Earth's spin has slowed, but we still may need a negative leap second

Startrails
© Nick Fitzhardinge/Getty Images
Startrails over Alberta, Canada as Earth spins at night
After speeding up during 2020, Earth's rotation has settled down. But timekeepers say we still may need a "negative leap second" in the next decade.

On average, each Earth day contains 86,400 seconds. But Earth's rotation isn't perfect; it varies slightly all the time depending on the movement of the core, oceans and atmosphere. Universal Coordinated Time (UTC), the official international timekeeping method, is based on the atomic clock, which measures time by the movement of electrons in atoms that have been cooled to absolute zero. Atomic clocks are precise and invariable.

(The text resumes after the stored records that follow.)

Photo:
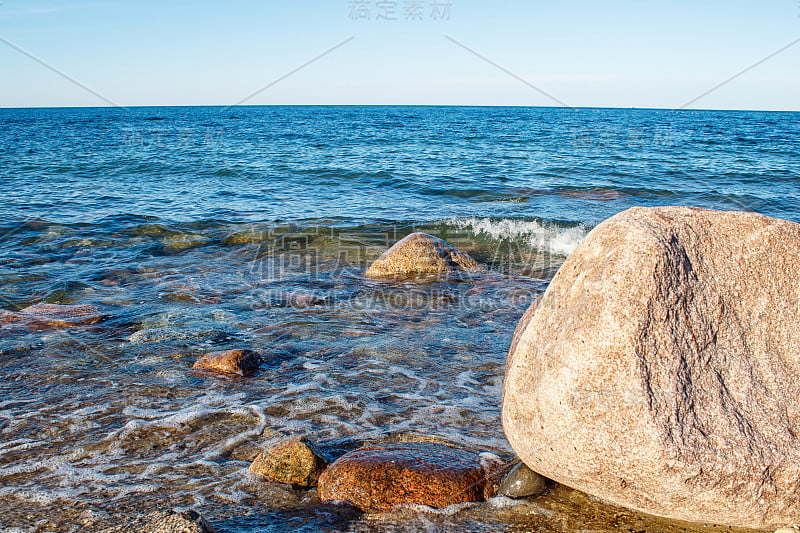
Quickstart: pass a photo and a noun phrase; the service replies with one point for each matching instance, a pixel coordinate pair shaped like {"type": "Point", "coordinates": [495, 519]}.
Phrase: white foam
{"type": "Point", "coordinates": [549, 238]}
{"type": "Point", "coordinates": [450, 510]}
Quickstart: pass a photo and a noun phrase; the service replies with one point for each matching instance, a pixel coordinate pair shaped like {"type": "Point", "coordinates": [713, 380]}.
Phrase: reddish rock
{"type": "Point", "coordinates": [54, 315]}
{"type": "Point", "coordinates": [420, 254]}
{"type": "Point", "coordinates": [295, 461]}
{"type": "Point", "coordinates": [376, 478]}
{"type": "Point", "coordinates": [242, 362]}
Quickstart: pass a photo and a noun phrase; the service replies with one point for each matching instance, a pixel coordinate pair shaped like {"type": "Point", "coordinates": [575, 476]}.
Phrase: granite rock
{"type": "Point", "coordinates": [659, 371]}
{"type": "Point", "coordinates": [188, 521]}
{"type": "Point", "coordinates": [294, 461]}
{"type": "Point", "coordinates": [419, 255]}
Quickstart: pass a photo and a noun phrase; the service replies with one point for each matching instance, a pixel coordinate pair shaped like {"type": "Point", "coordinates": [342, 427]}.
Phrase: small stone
{"type": "Point", "coordinates": [522, 482]}
{"type": "Point", "coordinates": [376, 478]}
{"type": "Point", "coordinates": [420, 254]}
{"type": "Point", "coordinates": [242, 362]}
{"type": "Point", "coordinates": [188, 521]}
{"type": "Point", "coordinates": [295, 461]}
{"type": "Point", "coordinates": [54, 315]}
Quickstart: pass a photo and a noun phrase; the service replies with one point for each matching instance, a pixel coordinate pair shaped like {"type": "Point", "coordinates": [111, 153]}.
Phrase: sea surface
{"type": "Point", "coordinates": [207, 228]}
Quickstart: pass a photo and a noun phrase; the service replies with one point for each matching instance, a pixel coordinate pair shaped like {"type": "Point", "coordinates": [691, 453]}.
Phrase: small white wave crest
{"type": "Point", "coordinates": [550, 238]}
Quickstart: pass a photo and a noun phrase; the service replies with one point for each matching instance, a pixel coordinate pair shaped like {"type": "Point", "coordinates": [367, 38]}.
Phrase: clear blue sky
{"type": "Point", "coordinates": [607, 54]}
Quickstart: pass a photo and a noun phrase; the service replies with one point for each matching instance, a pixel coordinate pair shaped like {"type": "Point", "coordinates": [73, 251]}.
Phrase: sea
{"type": "Point", "coordinates": [195, 229]}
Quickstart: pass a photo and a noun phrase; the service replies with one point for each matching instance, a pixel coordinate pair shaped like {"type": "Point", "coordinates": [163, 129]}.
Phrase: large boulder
{"type": "Point", "coordinates": [659, 371]}
{"type": "Point", "coordinates": [419, 255]}
{"type": "Point", "coordinates": [376, 478]}
{"type": "Point", "coordinates": [174, 521]}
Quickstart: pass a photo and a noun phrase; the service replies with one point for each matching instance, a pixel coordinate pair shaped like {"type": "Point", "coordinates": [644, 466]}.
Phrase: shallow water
{"type": "Point", "coordinates": [194, 230]}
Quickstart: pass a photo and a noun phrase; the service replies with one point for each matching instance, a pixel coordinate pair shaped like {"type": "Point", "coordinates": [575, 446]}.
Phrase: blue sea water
{"type": "Point", "coordinates": [206, 228]}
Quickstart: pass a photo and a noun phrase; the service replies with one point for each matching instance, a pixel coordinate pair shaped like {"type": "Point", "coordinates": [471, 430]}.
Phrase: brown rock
{"type": "Point", "coordinates": [188, 521]}
{"type": "Point", "coordinates": [242, 362]}
{"type": "Point", "coordinates": [420, 254]}
{"type": "Point", "coordinates": [660, 369]}
{"type": "Point", "coordinates": [54, 315]}
{"type": "Point", "coordinates": [521, 482]}
{"type": "Point", "coordinates": [295, 461]}
{"type": "Point", "coordinates": [378, 477]}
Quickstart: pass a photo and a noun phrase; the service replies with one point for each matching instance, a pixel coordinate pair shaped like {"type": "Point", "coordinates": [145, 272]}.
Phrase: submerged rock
{"type": "Point", "coordinates": [242, 362]}
{"type": "Point", "coordinates": [296, 461]}
{"type": "Point", "coordinates": [376, 478]}
{"type": "Point", "coordinates": [54, 315]}
{"type": "Point", "coordinates": [420, 254]}
{"type": "Point", "coordinates": [165, 522]}
{"type": "Point", "coordinates": [659, 369]}
{"type": "Point", "coordinates": [522, 482]}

So when Earth's rotation and the atomic clocks don't quite sync up, something has to give. When astronomical time, based on Earth's rotation, deviates from UTC by more than 0.4 seconds, UTC gets an adjustment in the form of a "leap second." Sometimes leap seconds are added, as last happened on New Year's Eve 2016, when a second was added at 23 hours, 59 minutes and 59 seconds of Dec. 31. Scientists have added a leap second about every 18 months on average since 1972, according to the National Institute of Standards and Technology (NIST).